Did President Joe Biden suck the country's Strategic Petroleum Reserve (SPR) dry -- and all for only a $.014 decrease in the price at the pump? No, that's not true: This meme is based on two false suggestions: that Biden's plan has exhausted the nation's SPR, and that the price per gallon reduction from Biden's plan has already been realized and is only $.014, or 1.4 cents.
The most recent measure of the SPR inventory is 568 million barrels, and Biden's plan to release a million barrels per day over six months equals 180 million barrels. That amounts to releasing less than 32% of the reserve over six months -- not "sucking it dry." The resulting reduction to the price of gas at the pump remains to be seen. The average price of gas has fallen $0.036 (3.6 cents) in the four days since the plan was announced on March 31, 2022.
By sucking the Strategic Oil Reserve dry we've lowered gas prices by $.014
This is how the post appeared at the time of writing:
(Image source: Facebook screenshot taken on Mon Apr 04 18:56:09 2022 UTC)
On March 31, 2022, Biden announced a plan to release 1 million barrels per day from the SPR for the next six months. The full transcript can be found at whitehouse.gov. The portion of his address (at the 7:08 mark) relevant to this Facebook post is excerpted below:
Today, I'm authorizing the release of 1 million barrels per day for the next six months -- over 180 million barrels -- for the Strategic -- from the -- from the Strategic Petroleum Reserve.
This is a wartime bridge to increase oil supply until production ramps up later this year. And it is by far the largest release from our national reserve in our history.
It will provide a historic amount of supply for a historic amount of time -- a six-month bridge to the fall.
And we'll use the revenue from selling the oil now to restock the Strategic Petroleum Reserve when prices are lower so we'll be ready -- we'll be ready for future emergencies.

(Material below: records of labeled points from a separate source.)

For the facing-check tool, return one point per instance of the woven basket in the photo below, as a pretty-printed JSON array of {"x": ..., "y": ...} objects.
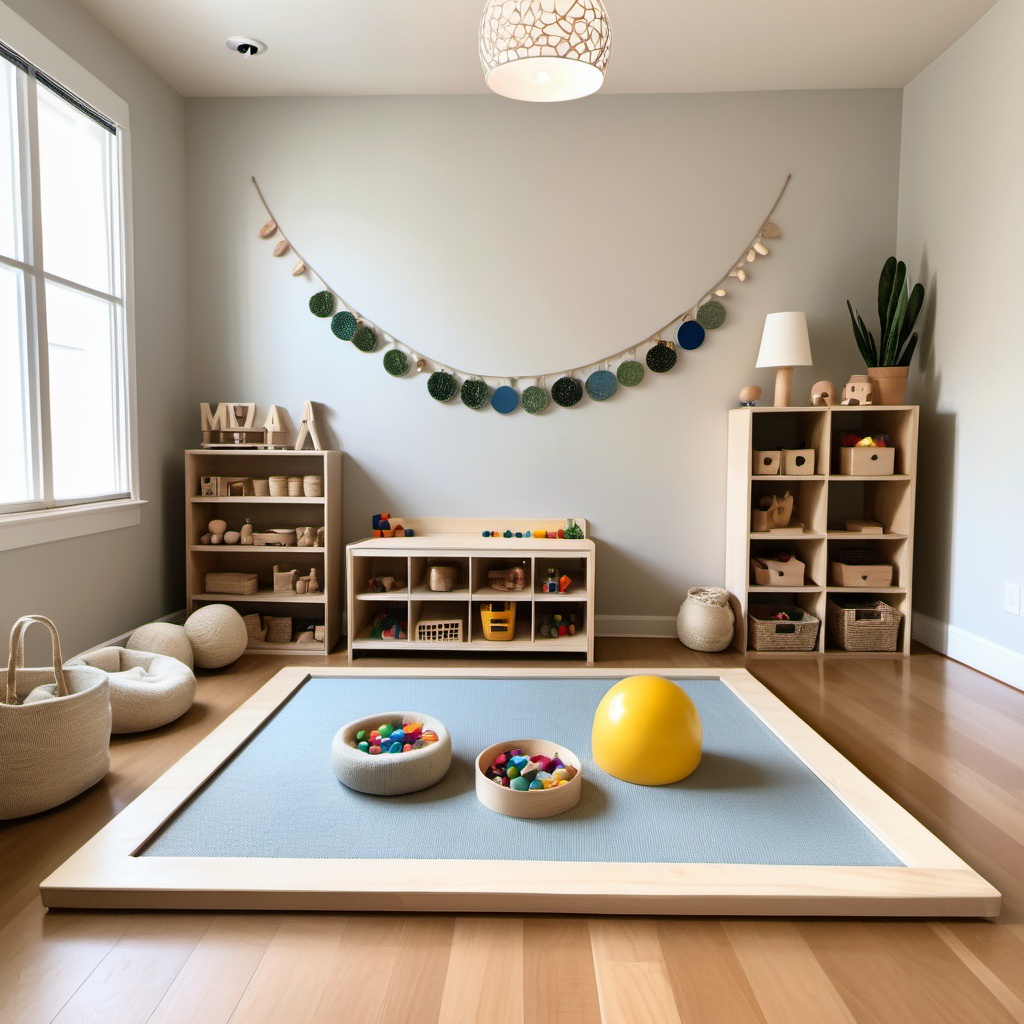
[
  {"x": 53, "y": 748},
  {"x": 706, "y": 621},
  {"x": 863, "y": 625},
  {"x": 768, "y": 633}
]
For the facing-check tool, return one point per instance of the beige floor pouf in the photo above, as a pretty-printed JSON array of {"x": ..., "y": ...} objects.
[
  {"x": 146, "y": 690},
  {"x": 56, "y": 745},
  {"x": 163, "y": 638},
  {"x": 217, "y": 635}
]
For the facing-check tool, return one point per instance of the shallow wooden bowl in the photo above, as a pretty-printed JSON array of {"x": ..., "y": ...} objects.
[{"x": 528, "y": 803}]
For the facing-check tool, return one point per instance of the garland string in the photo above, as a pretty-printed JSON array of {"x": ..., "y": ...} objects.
[{"x": 735, "y": 268}]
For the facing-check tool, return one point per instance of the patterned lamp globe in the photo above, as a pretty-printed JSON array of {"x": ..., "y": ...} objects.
[{"x": 545, "y": 50}]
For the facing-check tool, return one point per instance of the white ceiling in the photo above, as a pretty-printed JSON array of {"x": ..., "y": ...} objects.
[{"x": 359, "y": 47}]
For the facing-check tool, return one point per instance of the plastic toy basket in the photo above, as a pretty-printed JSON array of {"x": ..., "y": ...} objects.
[
  {"x": 439, "y": 631},
  {"x": 498, "y": 621},
  {"x": 765, "y": 632}
]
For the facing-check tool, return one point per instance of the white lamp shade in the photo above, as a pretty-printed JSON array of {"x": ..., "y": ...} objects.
[
  {"x": 784, "y": 341},
  {"x": 545, "y": 50}
]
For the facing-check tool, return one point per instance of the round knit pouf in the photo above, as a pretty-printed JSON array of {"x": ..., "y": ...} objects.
[
  {"x": 706, "y": 620},
  {"x": 217, "y": 634},
  {"x": 390, "y": 774},
  {"x": 163, "y": 638}
]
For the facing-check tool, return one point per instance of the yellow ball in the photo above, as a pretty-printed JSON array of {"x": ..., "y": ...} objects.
[{"x": 646, "y": 730}]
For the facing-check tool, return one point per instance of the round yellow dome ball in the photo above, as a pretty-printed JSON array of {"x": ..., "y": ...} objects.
[{"x": 646, "y": 730}]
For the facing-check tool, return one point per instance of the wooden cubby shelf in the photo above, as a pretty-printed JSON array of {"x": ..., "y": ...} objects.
[
  {"x": 460, "y": 544},
  {"x": 823, "y": 503},
  {"x": 267, "y": 513}
]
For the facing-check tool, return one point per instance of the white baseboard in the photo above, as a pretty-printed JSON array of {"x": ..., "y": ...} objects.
[
  {"x": 635, "y": 626},
  {"x": 974, "y": 651},
  {"x": 119, "y": 641}
]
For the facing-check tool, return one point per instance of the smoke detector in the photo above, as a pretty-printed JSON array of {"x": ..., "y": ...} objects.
[{"x": 245, "y": 45}]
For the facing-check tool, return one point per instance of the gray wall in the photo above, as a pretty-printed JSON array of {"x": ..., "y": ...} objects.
[
  {"x": 961, "y": 225},
  {"x": 518, "y": 239},
  {"x": 96, "y": 587}
]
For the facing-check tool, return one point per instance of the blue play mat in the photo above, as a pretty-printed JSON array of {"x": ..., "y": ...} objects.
[{"x": 751, "y": 801}]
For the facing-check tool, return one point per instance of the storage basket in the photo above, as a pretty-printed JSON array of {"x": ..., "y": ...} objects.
[
  {"x": 52, "y": 748},
  {"x": 860, "y": 567},
  {"x": 799, "y": 632},
  {"x": 863, "y": 625},
  {"x": 439, "y": 630},
  {"x": 498, "y": 621}
]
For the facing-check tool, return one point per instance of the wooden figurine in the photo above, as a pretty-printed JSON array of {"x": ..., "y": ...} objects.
[
  {"x": 273, "y": 425},
  {"x": 307, "y": 429},
  {"x": 857, "y": 390},
  {"x": 823, "y": 393}
]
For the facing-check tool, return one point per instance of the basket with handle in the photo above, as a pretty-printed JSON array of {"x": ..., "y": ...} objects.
[{"x": 54, "y": 728}]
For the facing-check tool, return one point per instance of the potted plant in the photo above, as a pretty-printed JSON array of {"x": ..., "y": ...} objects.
[{"x": 889, "y": 359}]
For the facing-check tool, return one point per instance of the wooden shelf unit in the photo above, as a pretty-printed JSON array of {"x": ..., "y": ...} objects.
[
  {"x": 267, "y": 513},
  {"x": 460, "y": 543},
  {"x": 823, "y": 502}
]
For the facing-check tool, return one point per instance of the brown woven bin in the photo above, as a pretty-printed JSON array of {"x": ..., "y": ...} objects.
[
  {"x": 799, "y": 632},
  {"x": 863, "y": 625}
]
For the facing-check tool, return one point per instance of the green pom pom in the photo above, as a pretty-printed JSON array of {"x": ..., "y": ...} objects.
[
  {"x": 322, "y": 304},
  {"x": 711, "y": 315},
  {"x": 474, "y": 393},
  {"x": 630, "y": 373},
  {"x": 566, "y": 391},
  {"x": 365, "y": 338},
  {"x": 343, "y": 325},
  {"x": 662, "y": 358},
  {"x": 535, "y": 399},
  {"x": 395, "y": 363},
  {"x": 441, "y": 386}
]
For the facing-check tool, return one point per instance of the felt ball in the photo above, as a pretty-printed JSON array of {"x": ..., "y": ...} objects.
[
  {"x": 343, "y": 325},
  {"x": 474, "y": 393},
  {"x": 395, "y": 363},
  {"x": 711, "y": 315},
  {"x": 630, "y": 373},
  {"x": 566, "y": 391},
  {"x": 322, "y": 304},
  {"x": 441, "y": 386},
  {"x": 217, "y": 634},
  {"x": 535, "y": 399},
  {"x": 365, "y": 338},
  {"x": 163, "y": 638},
  {"x": 635, "y": 710},
  {"x": 660, "y": 358},
  {"x": 601, "y": 385}
]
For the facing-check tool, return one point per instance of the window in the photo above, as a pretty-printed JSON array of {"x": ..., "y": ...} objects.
[{"x": 64, "y": 380}]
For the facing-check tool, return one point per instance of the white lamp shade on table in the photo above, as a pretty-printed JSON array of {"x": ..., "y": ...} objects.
[{"x": 784, "y": 344}]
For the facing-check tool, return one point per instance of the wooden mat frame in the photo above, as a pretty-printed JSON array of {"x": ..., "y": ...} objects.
[{"x": 107, "y": 872}]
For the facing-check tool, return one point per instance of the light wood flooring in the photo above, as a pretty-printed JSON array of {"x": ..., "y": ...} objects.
[{"x": 945, "y": 741}]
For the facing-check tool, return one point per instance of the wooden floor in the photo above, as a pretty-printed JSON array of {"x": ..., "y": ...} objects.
[{"x": 945, "y": 741}]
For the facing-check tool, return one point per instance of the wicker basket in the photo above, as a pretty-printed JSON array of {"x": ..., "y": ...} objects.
[
  {"x": 863, "y": 625},
  {"x": 799, "y": 632}
]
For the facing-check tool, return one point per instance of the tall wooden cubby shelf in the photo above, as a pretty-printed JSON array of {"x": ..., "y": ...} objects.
[
  {"x": 266, "y": 513},
  {"x": 824, "y": 501}
]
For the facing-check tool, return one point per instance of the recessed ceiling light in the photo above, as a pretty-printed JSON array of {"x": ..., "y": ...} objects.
[{"x": 245, "y": 45}]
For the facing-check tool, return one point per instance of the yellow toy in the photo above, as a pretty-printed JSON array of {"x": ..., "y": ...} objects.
[{"x": 631, "y": 715}]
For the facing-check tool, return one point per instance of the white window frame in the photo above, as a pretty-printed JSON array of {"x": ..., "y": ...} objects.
[{"x": 62, "y": 521}]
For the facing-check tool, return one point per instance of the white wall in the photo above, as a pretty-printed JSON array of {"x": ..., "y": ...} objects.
[
  {"x": 518, "y": 239},
  {"x": 961, "y": 225},
  {"x": 99, "y": 586}
]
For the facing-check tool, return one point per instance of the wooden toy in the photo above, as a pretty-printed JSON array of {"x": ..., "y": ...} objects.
[
  {"x": 307, "y": 430},
  {"x": 823, "y": 393}
]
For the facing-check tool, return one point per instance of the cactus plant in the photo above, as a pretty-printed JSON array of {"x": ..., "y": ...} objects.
[{"x": 898, "y": 310}]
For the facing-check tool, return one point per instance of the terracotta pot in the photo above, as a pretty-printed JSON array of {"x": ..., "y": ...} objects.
[{"x": 888, "y": 385}]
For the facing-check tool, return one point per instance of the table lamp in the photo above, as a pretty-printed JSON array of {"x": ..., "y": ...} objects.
[{"x": 784, "y": 344}]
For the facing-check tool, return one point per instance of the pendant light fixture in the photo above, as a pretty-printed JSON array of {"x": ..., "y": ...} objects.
[{"x": 545, "y": 50}]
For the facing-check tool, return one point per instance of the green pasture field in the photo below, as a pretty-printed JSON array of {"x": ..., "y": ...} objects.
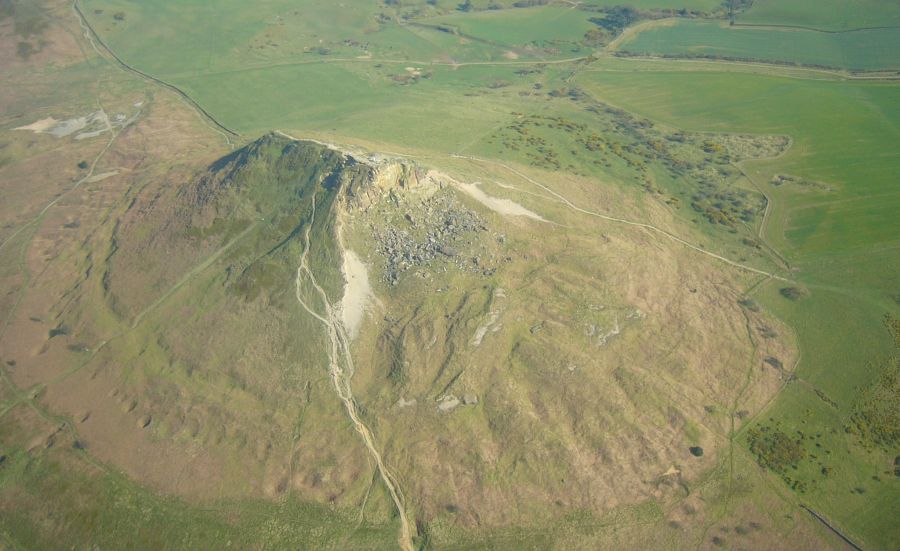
[
  {"x": 696, "y": 5},
  {"x": 873, "y": 49},
  {"x": 521, "y": 26},
  {"x": 833, "y": 15},
  {"x": 337, "y": 73},
  {"x": 842, "y": 238}
]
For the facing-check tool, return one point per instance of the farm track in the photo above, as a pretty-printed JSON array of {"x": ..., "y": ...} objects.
[
  {"x": 95, "y": 39},
  {"x": 341, "y": 369}
]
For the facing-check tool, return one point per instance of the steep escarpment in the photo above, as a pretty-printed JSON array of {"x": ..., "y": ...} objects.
[{"x": 214, "y": 369}]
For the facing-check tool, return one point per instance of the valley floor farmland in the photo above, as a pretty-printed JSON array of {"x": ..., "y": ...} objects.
[{"x": 676, "y": 205}]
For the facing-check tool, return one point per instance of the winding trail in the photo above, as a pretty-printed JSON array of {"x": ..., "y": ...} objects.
[
  {"x": 94, "y": 38},
  {"x": 340, "y": 366},
  {"x": 76, "y": 185}
]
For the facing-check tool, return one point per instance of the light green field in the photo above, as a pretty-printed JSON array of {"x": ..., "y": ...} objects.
[
  {"x": 873, "y": 49},
  {"x": 844, "y": 241},
  {"x": 343, "y": 75},
  {"x": 522, "y": 26},
  {"x": 698, "y": 5},
  {"x": 835, "y": 15}
]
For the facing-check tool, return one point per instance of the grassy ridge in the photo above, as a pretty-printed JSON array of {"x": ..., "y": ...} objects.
[
  {"x": 842, "y": 237},
  {"x": 873, "y": 49}
]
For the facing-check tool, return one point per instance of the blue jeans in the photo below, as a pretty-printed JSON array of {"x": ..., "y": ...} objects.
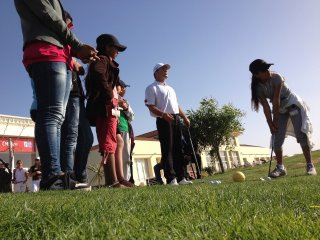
[
  {"x": 52, "y": 82},
  {"x": 69, "y": 134},
  {"x": 84, "y": 144}
]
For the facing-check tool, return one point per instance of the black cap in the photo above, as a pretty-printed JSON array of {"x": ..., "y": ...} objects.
[
  {"x": 108, "y": 39},
  {"x": 122, "y": 84},
  {"x": 259, "y": 65}
]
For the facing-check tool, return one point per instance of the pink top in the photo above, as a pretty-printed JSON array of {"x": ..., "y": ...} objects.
[{"x": 40, "y": 51}]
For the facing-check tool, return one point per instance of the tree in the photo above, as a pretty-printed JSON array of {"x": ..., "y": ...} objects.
[{"x": 213, "y": 126}]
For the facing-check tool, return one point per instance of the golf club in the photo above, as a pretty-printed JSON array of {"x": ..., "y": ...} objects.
[
  {"x": 271, "y": 155},
  {"x": 194, "y": 154},
  {"x": 271, "y": 144}
]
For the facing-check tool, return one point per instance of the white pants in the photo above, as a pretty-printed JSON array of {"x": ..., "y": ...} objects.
[
  {"x": 20, "y": 187},
  {"x": 35, "y": 185},
  {"x": 126, "y": 155}
]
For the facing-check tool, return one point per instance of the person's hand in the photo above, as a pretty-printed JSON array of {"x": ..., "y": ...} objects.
[
  {"x": 186, "y": 122},
  {"x": 273, "y": 129},
  {"x": 123, "y": 104},
  {"x": 87, "y": 53},
  {"x": 168, "y": 117}
]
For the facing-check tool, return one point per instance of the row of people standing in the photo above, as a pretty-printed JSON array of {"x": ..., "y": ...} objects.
[
  {"x": 48, "y": 52},
  {"x": 62, "y": 131}
]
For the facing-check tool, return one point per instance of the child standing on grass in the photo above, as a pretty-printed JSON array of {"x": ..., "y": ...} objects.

The Strategic Petroleum Reserve page on the energy.gov website links to a window showing updates about the current inventory. At the time of writing, the most recent update of the chart was March 25, 2022. It shows a total of 568.3 million barrels -- much more than the 180 million barrels Biden authorized to be released over the next six months. The meme misrepresents this as "sucking the Strategic Oil Reserve Dry."
(Image source: spr.doe.gov screenshot taken on Mon Apr 04 20:13:30 2022 UTC)
Because the meme lacks a source for the figure $.014, the second part of the statement is difficult to address directly. Lead Stories referenced the National Average Gas Prices chart on aaa.com. It is possible the meme has an error in the decimal point, and the intention was to say $.14 (or 14 cents). Between the all-time high average price per gallon of regular gas ($4.331 on March 11, 2022) and the average price of regular gas when the meme was posted ($4.192 on April 3, 2022) the average price of a gallon of gas fell $.139 -- almost 14 cents. Although this possible explanation of a decimal place error does find a similar number, it does not make sense as most of that price drop happened before Biden's announcement.
The average price of a gallon of gas had already fallen $.106 (10.6 cents) from the record high to the day of the announcement (archive of 03/31/22 AAA average gas price chart).
The average price drop between the announcement ($4.225) and the day the meme was posted ($4.192) -- is $.033 (3.3 cents). This is more than twice the $.014 in the meme, and only represents the first three days since the announcement of an 180-day plan. It is simply too early to say how much gas prices will change as a result of drawing from the SPR. Responding to a question from the press after his announcement, Biden said he anticipated that there would be a slight delay before the prices at the pump were lower:
And there's going to be a slight delay, because if you go out there and you're a gas station and you purchased X amount of gas at a certain price, you're not going to lower the price of the pump until you're able to get back what you invested. And that -- I'm talking a matter of, I think, you know, days and weeks. But it's hard to tell.
And the other thing is -- exact. But it will come down. And it could come down fairly significantly. It could come down the better part of -- you know, anything from 10 cents to 35 cents a gallon. It's unknown at this point.